National Music Day: What Does Rhythm Mean to You?
The rhythm swells as the orchestra’s frenzy reaches top impact, and you find yourself utterly entranced by the pounding of the timpani drums, the crash of the cymbals and the entire experience of being embraced by music. There is music, there is good music, and then there is music that is life-changing, and much of that experience is derived from the rhythm. As we begin to look toward National Music Day on June 21, the most important question we can think to ask any drummer or percussionist is simply, “what does rhythm mean to you?”
For a composer, rhythm could be the essential guide to helping audiences connect with the music as it plays. A masterful illustration that becomes notes, bars, rests and crescendos, allowing each section its own space while keeping the entire performance engaging though tempo and timbre for audience and musicians, alike.

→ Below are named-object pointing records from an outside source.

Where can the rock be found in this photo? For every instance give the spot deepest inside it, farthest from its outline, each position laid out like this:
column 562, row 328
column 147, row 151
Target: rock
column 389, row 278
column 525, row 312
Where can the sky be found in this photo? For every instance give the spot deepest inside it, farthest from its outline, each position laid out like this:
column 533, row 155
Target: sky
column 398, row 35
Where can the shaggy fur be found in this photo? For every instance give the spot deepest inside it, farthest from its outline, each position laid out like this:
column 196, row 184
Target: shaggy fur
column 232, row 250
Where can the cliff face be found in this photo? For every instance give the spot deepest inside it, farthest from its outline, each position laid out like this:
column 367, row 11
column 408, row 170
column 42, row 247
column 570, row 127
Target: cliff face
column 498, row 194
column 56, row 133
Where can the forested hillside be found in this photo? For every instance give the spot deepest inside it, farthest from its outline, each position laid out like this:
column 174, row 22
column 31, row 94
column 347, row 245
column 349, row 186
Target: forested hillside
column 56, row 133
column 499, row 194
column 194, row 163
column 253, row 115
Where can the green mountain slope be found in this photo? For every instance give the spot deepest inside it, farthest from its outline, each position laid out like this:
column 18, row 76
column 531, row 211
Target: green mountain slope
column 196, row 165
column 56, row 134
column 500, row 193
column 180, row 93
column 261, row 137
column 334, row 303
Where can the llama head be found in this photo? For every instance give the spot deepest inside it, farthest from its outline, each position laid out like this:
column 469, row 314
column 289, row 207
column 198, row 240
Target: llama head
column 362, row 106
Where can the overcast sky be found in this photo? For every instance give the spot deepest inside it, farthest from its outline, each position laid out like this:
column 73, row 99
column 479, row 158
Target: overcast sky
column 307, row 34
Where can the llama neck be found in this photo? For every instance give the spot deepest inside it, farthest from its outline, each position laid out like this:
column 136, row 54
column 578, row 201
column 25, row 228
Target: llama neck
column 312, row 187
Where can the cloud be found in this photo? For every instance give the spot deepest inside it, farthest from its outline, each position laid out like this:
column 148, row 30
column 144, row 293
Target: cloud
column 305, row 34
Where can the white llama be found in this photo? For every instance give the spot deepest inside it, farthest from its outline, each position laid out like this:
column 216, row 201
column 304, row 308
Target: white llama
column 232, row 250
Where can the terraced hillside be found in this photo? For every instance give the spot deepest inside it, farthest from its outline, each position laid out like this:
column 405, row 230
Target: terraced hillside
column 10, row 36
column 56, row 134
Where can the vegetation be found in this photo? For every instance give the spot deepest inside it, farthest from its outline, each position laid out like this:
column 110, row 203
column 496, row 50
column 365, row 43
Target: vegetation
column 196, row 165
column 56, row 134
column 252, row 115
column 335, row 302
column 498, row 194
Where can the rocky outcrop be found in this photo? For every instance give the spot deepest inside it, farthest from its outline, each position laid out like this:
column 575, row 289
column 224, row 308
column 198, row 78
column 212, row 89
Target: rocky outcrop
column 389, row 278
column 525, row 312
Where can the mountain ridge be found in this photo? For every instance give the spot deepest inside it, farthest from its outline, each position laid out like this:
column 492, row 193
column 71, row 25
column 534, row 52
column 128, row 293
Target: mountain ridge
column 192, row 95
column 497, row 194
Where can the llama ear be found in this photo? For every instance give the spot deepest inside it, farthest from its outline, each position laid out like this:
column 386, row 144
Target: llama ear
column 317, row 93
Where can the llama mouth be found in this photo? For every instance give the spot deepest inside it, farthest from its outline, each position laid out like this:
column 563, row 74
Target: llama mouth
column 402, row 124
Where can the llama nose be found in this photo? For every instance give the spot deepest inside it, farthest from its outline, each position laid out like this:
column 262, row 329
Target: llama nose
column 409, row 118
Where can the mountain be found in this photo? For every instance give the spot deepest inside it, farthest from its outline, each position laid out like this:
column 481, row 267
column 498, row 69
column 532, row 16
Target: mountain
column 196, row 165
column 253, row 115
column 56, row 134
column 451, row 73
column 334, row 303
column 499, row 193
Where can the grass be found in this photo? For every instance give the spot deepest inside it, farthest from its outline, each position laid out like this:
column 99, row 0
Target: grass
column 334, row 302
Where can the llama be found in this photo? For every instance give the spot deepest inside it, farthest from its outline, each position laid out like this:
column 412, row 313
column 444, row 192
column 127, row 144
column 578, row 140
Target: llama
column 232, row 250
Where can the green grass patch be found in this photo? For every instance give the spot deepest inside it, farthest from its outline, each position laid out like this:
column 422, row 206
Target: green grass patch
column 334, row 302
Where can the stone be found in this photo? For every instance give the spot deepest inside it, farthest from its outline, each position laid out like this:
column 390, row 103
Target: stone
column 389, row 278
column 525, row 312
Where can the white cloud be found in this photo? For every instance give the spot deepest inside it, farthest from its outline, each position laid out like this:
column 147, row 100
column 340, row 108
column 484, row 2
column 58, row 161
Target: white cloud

For a musician, performer or instrumentalist, rhythm could be the pauses and soft, reflective beats that allow a guitar, flute or piano to melodically shine. The rhythm is the pulse that interlocks and weaves its way into the fingers and breath of the musician, uniting the spirit of a language that has no one home, yet, lives within us all.

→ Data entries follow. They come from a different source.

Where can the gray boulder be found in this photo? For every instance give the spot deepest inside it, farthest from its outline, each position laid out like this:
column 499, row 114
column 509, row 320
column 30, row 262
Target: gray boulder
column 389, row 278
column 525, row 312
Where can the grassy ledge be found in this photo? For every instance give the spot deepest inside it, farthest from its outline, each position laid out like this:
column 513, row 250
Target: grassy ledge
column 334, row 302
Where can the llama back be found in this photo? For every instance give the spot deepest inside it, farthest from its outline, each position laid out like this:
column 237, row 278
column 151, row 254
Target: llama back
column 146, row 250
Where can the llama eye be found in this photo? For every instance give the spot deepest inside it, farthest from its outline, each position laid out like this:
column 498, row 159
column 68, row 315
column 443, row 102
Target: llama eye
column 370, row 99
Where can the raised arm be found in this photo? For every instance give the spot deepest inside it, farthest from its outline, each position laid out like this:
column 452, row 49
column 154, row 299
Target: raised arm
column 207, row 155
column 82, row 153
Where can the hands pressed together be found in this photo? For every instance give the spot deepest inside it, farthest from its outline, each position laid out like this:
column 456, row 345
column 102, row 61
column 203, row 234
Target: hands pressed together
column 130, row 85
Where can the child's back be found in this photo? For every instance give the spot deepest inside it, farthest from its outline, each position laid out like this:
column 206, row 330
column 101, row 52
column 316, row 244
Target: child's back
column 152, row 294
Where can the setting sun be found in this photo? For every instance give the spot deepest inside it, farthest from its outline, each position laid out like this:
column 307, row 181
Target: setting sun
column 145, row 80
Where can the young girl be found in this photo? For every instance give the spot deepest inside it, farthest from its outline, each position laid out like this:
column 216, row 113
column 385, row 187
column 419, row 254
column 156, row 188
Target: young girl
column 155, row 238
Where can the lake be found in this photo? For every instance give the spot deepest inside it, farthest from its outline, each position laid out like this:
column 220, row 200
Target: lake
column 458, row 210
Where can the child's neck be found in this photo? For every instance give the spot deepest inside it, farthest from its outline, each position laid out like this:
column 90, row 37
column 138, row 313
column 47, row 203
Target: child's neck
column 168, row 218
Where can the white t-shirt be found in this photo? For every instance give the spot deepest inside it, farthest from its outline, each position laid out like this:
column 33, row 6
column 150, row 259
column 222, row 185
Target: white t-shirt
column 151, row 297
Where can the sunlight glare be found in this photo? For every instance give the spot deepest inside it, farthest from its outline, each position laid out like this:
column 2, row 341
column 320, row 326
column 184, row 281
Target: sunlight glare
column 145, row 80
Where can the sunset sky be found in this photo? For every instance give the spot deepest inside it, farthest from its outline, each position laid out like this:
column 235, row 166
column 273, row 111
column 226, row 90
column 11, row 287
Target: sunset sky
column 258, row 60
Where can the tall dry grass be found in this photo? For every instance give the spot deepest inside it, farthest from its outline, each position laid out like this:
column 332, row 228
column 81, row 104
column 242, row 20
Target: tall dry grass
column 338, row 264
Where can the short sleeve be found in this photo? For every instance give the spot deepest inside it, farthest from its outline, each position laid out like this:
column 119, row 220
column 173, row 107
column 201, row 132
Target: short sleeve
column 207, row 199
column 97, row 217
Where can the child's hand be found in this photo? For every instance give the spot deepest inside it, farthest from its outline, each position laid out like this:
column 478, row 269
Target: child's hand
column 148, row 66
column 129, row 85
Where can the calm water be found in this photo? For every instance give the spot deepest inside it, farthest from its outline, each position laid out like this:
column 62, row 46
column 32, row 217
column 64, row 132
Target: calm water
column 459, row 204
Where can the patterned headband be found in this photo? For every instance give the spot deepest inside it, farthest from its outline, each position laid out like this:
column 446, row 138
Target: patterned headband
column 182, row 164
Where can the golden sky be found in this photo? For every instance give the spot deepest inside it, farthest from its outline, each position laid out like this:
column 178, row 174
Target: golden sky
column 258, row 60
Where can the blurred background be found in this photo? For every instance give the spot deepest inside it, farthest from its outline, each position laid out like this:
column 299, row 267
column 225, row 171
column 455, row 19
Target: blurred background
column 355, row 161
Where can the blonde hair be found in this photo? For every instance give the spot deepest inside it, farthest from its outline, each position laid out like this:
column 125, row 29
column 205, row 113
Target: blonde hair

For the audience, rhythm could be the channel to participate in the notes and beats played. Rhythm gives everyone the chance, with or without an instrument, to be inside the music; to better understand the lyrics, empathize with the strings and horns, or appreciate the improvisational, yet, consistent foundation that percussion instruments inspire.
For the drummer, rhythm is all of these things, and so much more. Drummers and percussionists not only play the beat, they must feel the beat, and for each individual drummer, the meaning of rhythm is different… and always changing. Rhythm is at the core of us all, yet, is one of the most expressive devices we have – whether in the audience, dancing with friends, composing a song, or drilling our rudiments. Without rhythm, there could not be music… yet, without music, there is still rhythm.
In celebration of National Music Day on June 21st, we want to know: what does rhythm mean to you?